J’ai dit comme le mal avait une activité d’une traitrise extrême en période d’incubation, sans se montrer jamais par le moindre symptôme à l’examen médical ou par d’autres indices qu’une fièvre bégnine ou bien une grosse fatigue et des courbatures, aisément confondues avec les conséquences d’un travail manuel intense ou les petits maux coutumiers aux fins d’hiver. Les infectés s’étonnaient d’être encore confinés, ils dépérissaient d’impatience devant tant d’injustice et ils se sentaient si à l’aise qu’ils se risquaient à enfreindre les consignes, ils quittaient avec soulagement les lieux de leur supplice et aussitôt tombaient raides sur le paillasson. Le mal les avait accompagnés jusqu’au seuil de leur demeure.

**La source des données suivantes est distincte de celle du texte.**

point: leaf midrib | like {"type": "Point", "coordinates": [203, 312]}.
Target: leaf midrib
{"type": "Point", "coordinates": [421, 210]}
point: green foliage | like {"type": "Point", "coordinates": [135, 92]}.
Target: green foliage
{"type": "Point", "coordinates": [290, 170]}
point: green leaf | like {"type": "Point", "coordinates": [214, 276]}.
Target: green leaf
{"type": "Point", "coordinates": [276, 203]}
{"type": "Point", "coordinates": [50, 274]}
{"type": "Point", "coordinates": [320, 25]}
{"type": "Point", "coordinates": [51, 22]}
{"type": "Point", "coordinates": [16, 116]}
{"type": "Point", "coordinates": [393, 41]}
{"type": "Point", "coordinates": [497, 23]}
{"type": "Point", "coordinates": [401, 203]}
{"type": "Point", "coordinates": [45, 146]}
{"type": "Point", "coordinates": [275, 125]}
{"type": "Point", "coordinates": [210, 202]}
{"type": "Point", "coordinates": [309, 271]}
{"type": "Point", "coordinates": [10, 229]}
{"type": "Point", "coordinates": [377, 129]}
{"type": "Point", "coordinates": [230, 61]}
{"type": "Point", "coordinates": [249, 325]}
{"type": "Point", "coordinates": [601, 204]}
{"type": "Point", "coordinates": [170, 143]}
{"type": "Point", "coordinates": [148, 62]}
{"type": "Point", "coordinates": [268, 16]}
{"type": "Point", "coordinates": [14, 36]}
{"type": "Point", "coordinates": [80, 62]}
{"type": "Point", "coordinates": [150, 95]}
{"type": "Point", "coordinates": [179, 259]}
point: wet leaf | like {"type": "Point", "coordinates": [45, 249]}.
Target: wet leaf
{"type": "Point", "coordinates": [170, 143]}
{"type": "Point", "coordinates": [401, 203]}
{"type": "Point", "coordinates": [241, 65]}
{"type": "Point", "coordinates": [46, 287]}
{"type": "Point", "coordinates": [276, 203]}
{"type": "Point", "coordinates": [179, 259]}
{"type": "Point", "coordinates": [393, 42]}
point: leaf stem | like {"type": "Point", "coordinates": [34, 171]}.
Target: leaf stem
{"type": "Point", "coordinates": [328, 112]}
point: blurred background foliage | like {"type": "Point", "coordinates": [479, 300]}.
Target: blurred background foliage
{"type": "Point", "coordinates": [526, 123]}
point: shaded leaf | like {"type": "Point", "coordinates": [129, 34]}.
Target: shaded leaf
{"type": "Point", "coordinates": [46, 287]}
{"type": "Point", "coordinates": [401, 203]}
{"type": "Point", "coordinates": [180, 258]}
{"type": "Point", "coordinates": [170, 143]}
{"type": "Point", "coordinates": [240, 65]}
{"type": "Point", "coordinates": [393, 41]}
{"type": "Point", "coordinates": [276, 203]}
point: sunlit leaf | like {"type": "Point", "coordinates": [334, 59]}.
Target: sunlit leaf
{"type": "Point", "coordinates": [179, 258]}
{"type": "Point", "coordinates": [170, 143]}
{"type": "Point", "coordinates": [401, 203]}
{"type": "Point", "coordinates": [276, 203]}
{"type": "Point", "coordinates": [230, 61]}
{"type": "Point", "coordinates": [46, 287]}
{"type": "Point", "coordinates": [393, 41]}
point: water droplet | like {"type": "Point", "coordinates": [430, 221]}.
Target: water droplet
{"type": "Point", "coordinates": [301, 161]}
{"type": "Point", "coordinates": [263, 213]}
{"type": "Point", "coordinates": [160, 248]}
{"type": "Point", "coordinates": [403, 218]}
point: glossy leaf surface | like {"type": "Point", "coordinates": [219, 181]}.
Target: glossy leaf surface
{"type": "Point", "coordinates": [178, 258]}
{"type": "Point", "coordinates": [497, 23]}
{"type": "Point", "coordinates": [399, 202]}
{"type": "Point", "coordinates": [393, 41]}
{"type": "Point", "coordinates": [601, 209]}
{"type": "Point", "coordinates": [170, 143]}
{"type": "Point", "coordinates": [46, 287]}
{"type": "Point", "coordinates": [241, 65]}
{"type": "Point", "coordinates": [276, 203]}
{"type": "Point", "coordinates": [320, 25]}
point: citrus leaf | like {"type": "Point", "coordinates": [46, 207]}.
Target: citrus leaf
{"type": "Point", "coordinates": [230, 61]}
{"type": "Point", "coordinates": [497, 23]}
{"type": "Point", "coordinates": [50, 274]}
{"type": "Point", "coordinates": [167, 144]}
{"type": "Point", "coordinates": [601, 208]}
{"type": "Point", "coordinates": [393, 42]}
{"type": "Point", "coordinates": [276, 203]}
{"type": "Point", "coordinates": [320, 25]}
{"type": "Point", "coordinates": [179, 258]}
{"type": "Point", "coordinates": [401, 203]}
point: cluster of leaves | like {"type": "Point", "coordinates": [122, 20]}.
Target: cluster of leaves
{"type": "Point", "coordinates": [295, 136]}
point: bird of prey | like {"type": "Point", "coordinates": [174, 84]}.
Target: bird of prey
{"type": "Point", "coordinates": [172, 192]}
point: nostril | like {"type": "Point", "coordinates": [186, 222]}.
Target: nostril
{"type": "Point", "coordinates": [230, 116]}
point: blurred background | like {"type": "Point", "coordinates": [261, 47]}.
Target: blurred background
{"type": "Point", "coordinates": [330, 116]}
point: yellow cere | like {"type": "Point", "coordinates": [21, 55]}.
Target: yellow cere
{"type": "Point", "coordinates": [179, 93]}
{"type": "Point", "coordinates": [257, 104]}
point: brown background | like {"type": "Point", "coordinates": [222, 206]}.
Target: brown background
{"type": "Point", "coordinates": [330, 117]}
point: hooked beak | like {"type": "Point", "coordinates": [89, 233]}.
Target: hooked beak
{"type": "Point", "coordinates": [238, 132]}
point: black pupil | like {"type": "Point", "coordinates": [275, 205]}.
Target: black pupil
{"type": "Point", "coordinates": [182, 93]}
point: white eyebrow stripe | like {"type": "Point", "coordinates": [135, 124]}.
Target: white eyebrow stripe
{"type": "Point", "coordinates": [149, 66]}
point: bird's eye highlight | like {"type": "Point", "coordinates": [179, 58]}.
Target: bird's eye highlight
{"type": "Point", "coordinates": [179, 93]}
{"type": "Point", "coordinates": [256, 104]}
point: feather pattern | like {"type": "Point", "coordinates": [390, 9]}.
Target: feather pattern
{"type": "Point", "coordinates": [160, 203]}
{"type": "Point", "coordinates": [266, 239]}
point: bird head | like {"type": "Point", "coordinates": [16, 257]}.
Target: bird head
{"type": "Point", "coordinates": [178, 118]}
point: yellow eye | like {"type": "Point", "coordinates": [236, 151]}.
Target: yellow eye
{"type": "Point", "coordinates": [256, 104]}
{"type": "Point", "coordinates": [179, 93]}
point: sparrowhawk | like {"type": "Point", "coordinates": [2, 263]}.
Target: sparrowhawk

On aurait pu en sauver s’ils n’avaient été la cause de leurs maux. Décidément, contrairement à ce qui avait été cru, la télévision n’était pas le remède à l’existence qu’on espérait. L’ennui d’être chez soi à ne rien faire, cet état de vacance que d’ordinaire ils appelaient de tous leurs vœux, se trouvait être au-dessus de leurs forces. Le face à face avec soi-même n’est digne que des plus endurcis par l’isolement carcéral ou des plus pensifs. À bout de nerfs, ils se faisaient violence, se jetaient d’un étage, ainsi que mon voisin, ou allaient se lancer dans la fosse, comme si c’était vraiment le seul lieu fréquentable, ou ils se noyaient dans le canal comme dans un rêve, à la grande fureur des canards, car l’eau finissait par déborder des parapets jusque sur l’asphalte et ils n’aimaient pas qu’on déplace le mobilier.
Il fut remarqué à cette occasion qu’on ne vit pas la moindre différence entre les hommes et les femmes, ils se comportaient aussi mal, de manière aussi brouillonne et avec une même inconséquence. C’était satisfaisant pour l’esprit de parité. On n’allait plus de longtemps m’embêter avec la chance d’être un homme.